Pence also indicated Wednesday that he would “consider” testifying before the Jan. 6 select committee, “if there was an invitation to participate,” but added that it would be “unprecedented.”

“You’ve heard me mention the Constitution a few times this morning. [Through] the Constitution, we have three co-equal branches of government and any invitation that would be directed to me, I would have to reflect on that,” he said.

“It would be unprecedented in history for a vice president to be summoned to testify on Capitol Hill … But as I said, I don’t want to prejudge. If ever any formal invitation [is] rendered to us, we’d give it due consideration.”

I’m reasonably sure you have an open invite from the committee to drop by, Mike. Especially now that Cheney has sacrificed her career to pursue her work on January 6. Convincing Trump’s own VP to testify against him would make the sacrifice that much more worth it.

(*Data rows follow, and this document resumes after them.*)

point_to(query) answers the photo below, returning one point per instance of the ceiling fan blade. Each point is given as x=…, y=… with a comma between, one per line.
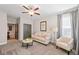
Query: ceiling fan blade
x=37, y=13
x=36, y=9
x=24, y=12
x=25, y=7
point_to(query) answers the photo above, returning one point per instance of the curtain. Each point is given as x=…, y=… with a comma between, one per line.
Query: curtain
x=59, y=25
x=74, y=25
x=77, y=33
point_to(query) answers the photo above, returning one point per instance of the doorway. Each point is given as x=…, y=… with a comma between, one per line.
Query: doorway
x=26, y=31
x=12, y=32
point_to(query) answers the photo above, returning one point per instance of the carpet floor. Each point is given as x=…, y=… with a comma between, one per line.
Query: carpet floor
x=14, y=47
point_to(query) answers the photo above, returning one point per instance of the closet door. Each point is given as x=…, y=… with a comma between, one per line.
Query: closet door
x=26, y=31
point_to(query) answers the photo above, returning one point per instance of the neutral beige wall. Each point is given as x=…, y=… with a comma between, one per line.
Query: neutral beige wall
x=3, y=28
x=51, y=23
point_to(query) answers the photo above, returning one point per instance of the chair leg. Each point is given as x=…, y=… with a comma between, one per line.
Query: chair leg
x=56, y=47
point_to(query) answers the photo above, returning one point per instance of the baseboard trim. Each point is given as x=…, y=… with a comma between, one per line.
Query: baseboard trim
x=3, y=43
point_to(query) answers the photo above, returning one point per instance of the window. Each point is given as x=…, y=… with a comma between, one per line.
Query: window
x=66, y=25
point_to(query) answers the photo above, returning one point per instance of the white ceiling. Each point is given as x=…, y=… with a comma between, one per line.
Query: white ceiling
x=45, y=9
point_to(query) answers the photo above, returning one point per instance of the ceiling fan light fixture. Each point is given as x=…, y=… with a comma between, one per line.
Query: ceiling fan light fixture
x=31, y=12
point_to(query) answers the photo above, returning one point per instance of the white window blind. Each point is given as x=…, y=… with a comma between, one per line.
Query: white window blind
x=66, y=25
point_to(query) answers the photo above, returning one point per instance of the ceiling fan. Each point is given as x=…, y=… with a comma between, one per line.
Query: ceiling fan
x=31, y=10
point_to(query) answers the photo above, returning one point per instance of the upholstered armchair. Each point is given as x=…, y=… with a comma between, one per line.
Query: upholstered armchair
x=65, y=43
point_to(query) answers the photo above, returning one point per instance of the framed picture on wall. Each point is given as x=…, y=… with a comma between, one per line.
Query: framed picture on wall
x=43, y=26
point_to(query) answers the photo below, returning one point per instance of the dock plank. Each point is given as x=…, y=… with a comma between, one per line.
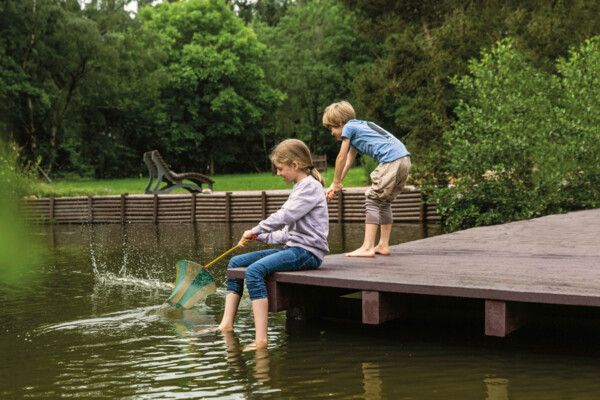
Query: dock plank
x=553, y=260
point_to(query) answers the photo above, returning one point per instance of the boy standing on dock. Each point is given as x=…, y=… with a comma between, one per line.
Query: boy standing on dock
x=388, y=179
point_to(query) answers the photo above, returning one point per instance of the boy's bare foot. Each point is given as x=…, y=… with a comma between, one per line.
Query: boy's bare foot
x=255, y=346
x=362, y=253
x=383, y=250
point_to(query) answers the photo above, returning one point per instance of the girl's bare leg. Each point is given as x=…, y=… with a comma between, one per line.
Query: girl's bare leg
x=232, y=301
x=383, y=247
x=260, y=308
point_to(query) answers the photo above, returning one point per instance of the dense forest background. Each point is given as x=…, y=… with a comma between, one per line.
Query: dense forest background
x=484, y=94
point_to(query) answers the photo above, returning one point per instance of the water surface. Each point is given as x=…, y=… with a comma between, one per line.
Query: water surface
x=82, y=325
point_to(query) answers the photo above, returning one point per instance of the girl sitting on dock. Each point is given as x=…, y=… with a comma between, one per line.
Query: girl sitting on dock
x=302, y=224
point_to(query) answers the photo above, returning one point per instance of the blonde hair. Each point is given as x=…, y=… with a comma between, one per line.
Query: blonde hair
x=291, y=150
x=338, y=113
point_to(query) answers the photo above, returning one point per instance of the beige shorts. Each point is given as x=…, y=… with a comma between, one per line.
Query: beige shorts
x=388, y=179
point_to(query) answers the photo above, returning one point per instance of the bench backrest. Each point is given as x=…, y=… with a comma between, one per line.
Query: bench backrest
x=161, y=164
x=150, y=164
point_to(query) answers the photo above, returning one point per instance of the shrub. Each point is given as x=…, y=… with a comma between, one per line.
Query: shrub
x=521, y=146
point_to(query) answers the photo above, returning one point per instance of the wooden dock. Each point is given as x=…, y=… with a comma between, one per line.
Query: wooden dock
x=508, y=269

Pence isn’t the only presidential aspirant who’s trying to navigate the politics of the Mar-a-Lago search. Ron DeSantis is also feeling his way forward, on the one hand channeling the base’s grievances while on the other trying not to boost Trump too much. He criticized the raid at an event in Arizona this past weekend, accusing the FBI of “targeting people who go against the regime” while never actually mentioning Trump by name. He’s tried to walk the tightrope on election trutherism in the same way, never saying explicitly that he believes the 2020 election was stolen when asked but also stumping for election truthers like Kari Lake and Doug Mastriano to signal to MAGA fans that he’s onboard.

He’s been on that tightrope for a long time, trying to preserve his “electability” advantage over Trump by staying on the right side of swing voters while doing what he can to pander to populists. For instance, he’s never flatly questioned whether the COVID vaccines work but most of the passion he displayed on the subject last year was channeled into anger at public and private vaccine mandates. The last two years have been an endless highwire act for him and so far he’s pulled it off.

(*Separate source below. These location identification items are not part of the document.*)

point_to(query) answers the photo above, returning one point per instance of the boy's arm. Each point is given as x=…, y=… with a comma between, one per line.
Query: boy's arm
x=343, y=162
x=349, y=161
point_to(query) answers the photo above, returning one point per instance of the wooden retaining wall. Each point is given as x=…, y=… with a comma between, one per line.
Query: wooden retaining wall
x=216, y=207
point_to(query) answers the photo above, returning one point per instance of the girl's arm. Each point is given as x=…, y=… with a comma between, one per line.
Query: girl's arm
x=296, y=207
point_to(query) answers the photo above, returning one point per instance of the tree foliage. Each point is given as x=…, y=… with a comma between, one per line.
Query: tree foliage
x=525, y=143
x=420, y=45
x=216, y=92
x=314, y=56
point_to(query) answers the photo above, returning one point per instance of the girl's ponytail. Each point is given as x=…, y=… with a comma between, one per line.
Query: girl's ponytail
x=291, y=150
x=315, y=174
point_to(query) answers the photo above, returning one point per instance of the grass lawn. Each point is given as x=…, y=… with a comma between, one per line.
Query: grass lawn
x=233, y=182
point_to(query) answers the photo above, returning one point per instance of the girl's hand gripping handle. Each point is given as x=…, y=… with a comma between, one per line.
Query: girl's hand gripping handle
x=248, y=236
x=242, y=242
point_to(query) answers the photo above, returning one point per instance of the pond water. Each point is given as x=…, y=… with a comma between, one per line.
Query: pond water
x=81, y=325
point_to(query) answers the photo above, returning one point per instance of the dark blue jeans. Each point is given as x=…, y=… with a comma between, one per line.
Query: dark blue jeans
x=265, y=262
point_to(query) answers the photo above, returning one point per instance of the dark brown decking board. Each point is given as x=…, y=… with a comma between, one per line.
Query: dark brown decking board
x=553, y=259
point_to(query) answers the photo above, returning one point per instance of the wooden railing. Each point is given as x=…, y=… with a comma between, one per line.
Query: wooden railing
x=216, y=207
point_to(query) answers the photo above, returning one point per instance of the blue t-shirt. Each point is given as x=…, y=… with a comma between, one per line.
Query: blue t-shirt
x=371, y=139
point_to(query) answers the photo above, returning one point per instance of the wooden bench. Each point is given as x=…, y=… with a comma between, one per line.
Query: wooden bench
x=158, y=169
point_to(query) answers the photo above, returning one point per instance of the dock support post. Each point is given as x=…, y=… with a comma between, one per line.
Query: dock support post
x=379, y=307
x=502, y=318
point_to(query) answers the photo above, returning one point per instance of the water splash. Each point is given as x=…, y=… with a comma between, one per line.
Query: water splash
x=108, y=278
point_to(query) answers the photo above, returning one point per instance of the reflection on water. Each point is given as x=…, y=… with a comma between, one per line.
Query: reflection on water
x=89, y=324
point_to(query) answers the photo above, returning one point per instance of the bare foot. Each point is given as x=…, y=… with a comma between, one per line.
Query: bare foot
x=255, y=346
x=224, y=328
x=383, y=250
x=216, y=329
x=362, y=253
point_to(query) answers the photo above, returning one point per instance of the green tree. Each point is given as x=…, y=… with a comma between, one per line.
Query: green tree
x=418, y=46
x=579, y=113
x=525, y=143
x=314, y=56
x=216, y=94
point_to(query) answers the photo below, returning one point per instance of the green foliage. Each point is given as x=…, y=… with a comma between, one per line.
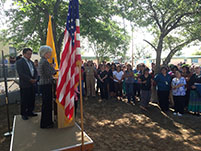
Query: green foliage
x=28, y=24
x=173, y=23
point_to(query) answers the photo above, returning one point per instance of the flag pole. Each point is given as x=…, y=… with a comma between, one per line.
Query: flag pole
x=81, y=107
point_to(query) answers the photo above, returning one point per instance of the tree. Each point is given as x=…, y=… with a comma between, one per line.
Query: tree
x=174, y=23
x=28, y=24
x=197, y=53
x=141, y=53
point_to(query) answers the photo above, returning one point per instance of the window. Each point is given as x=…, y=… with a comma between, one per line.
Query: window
x=194, y=60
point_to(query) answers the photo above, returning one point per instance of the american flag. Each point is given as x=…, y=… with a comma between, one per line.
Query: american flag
x=69, y=71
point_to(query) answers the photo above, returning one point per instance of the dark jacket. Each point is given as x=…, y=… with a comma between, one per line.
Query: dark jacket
x=25, y=73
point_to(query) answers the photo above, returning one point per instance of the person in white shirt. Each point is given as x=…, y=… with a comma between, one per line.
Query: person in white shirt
x=118, y=79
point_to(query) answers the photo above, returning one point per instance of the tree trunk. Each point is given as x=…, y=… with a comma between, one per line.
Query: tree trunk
x=158, y=54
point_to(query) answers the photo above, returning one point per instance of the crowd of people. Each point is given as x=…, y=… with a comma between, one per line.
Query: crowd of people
x=176, y=86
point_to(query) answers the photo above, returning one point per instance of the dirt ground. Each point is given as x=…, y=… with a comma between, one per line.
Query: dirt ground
x=117, y=126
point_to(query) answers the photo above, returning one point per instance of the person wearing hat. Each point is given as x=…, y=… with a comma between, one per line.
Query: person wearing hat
x=27, y=78
x=46, y=80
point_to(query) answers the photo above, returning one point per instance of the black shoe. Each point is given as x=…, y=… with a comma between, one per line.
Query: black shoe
x=32, y=114
x=24, y=117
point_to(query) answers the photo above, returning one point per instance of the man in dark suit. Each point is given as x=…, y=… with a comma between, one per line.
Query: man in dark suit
x=28, y=77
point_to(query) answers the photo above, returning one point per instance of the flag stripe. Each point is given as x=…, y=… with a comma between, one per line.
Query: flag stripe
x=69, y=71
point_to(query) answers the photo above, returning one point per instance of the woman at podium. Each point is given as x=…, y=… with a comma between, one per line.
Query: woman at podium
x=46, y=80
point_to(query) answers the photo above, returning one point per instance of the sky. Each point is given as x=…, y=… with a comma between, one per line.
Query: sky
x=138, y=37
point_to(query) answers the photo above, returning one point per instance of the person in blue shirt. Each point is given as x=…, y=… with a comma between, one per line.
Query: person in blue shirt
x=136, y=85
x=163, y=83
x=129, y=80
x=179, y=92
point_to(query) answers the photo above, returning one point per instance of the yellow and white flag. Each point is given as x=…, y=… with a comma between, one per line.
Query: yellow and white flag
x=50, y=42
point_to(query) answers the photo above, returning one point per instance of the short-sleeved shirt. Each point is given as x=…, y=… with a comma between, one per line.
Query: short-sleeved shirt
x=118, y=75
x=128, y=78
x=181, y=90
x=102, y=74
x=147, y=85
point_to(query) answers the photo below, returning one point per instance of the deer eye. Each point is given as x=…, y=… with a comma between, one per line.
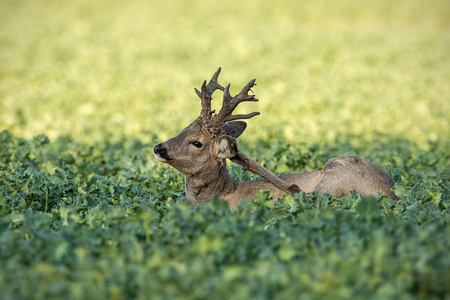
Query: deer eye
x=196, y=144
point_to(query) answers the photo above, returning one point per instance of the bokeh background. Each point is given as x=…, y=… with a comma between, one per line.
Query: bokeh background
x=365, y=71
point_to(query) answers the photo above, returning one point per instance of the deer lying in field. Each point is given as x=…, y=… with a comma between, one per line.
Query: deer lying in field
x=199, y=152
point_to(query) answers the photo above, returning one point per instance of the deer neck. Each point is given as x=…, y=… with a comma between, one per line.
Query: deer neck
x=202, y=186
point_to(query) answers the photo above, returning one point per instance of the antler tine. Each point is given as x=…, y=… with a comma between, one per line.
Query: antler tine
x=206, y=92
x=213, y=84
x=230, y=103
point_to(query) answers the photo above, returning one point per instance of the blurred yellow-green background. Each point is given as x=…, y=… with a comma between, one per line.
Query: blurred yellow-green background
x=95, y=70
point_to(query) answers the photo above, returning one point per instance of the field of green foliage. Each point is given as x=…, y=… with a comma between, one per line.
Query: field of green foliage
x=87, y=88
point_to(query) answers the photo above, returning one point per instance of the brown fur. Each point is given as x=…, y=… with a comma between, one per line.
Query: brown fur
x=199, y=152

But for how much longer? Here’s David Frum writing about the Mar-a-Lago search:

There isn’t much DeSantis can do in the near term to solve his problem. All he can do is pass the new party litmus test by complaining about Biden’s “regime,” keep working towards a blowout margin of victory in his gubernatorial race, and hope that events catch up to Trump. If a bunch of Trump’s handpicked Senate candidates go bust in November, which is an increasingly realistic possibility, DeSantis’s comparative electability will look even better to Republican voters.

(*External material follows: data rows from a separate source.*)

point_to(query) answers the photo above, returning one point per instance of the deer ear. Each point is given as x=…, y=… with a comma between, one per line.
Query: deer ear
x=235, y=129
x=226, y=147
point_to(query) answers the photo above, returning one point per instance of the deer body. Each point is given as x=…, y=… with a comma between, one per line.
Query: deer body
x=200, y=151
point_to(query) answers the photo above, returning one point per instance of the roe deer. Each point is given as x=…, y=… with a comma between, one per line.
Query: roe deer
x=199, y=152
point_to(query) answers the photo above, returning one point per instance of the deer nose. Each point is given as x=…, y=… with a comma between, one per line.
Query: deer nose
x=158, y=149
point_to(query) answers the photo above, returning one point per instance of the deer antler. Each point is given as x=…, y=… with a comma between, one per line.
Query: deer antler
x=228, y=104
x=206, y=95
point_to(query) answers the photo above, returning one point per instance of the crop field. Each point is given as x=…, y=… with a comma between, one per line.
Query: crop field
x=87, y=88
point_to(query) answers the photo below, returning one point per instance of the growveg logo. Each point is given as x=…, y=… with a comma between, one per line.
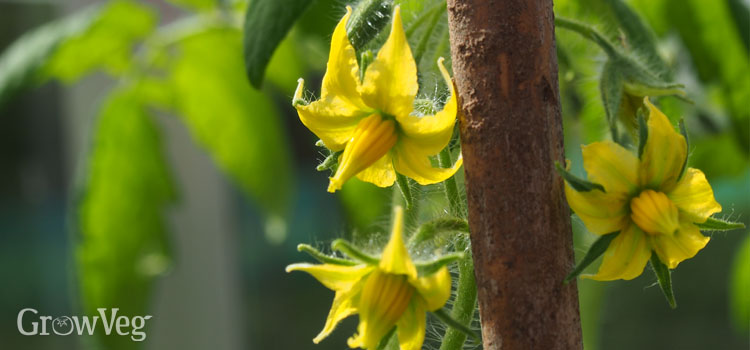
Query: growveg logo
x=67, y=325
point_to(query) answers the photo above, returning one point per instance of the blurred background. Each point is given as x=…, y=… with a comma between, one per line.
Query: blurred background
x=139, y=169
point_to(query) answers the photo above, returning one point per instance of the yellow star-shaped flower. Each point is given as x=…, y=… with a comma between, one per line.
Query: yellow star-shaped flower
x=649, y=200
x=386, y=294
x=373, y=120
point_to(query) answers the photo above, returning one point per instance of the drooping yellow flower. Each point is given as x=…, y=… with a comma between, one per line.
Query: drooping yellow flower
x=649, y=200
x=386, y=294
x=372, y=120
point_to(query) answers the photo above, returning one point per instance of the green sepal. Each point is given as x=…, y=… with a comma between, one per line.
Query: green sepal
x=364, y=61
x=683, y=131
x=403, y=185
x=714, y=224
x=596, y=250
x=353, y=252
x=331, y=162
x=642, y=83
x=446, y=318
x=367, y=21
x=389, y=341
x=576, y=182
x=432, y=228
x=428, y=268
x=642, y=134
x=665, y=279
x=317, y=255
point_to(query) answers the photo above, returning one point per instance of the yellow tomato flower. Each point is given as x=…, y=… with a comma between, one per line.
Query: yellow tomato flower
x=386, y=294
x=372, y=120
x=649, y=201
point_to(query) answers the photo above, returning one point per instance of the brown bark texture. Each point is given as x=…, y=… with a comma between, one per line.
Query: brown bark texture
x=505, y=68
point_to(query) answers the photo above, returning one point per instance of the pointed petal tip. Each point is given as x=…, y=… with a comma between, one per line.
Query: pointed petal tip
x=333, y=186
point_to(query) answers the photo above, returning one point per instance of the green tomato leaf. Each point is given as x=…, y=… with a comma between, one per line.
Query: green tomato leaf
x=576, y=182
x=638, y=36
x=739, y=291
x=107, y=44
x=611, y=89
x=21, y=61
x=238, y=125
x=266, y=24
x=597, y=249
x=122, y=244
x=714, y=224
x=196, y=5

If anything, he should be grateful that he has the gubernatorial race to provide him an excuse to duck presidential politics while the Mar-a-Lago story is front and center. If he had already declared his presidential candidacy, he’d be in a terrible bind right now in deciding to what extent he should try to use Trump’s legal troubles to his own advantage among voters. (Assuming such a thing can successfully be done in a cultish party.) As it is, he can just check the box by denouncing the search, remind everyone that he’s focused on running for governor, and bide his time to see how the standoff between Trump and the DOJ plays out. Maybe things will look brighter for his 2024 hopes next year. And if not, there’s always the vice presidency!

Exit question: What would Vice President DeSantis have done in Mike Pence’s shoes on January 6? Maybe someone should ask him.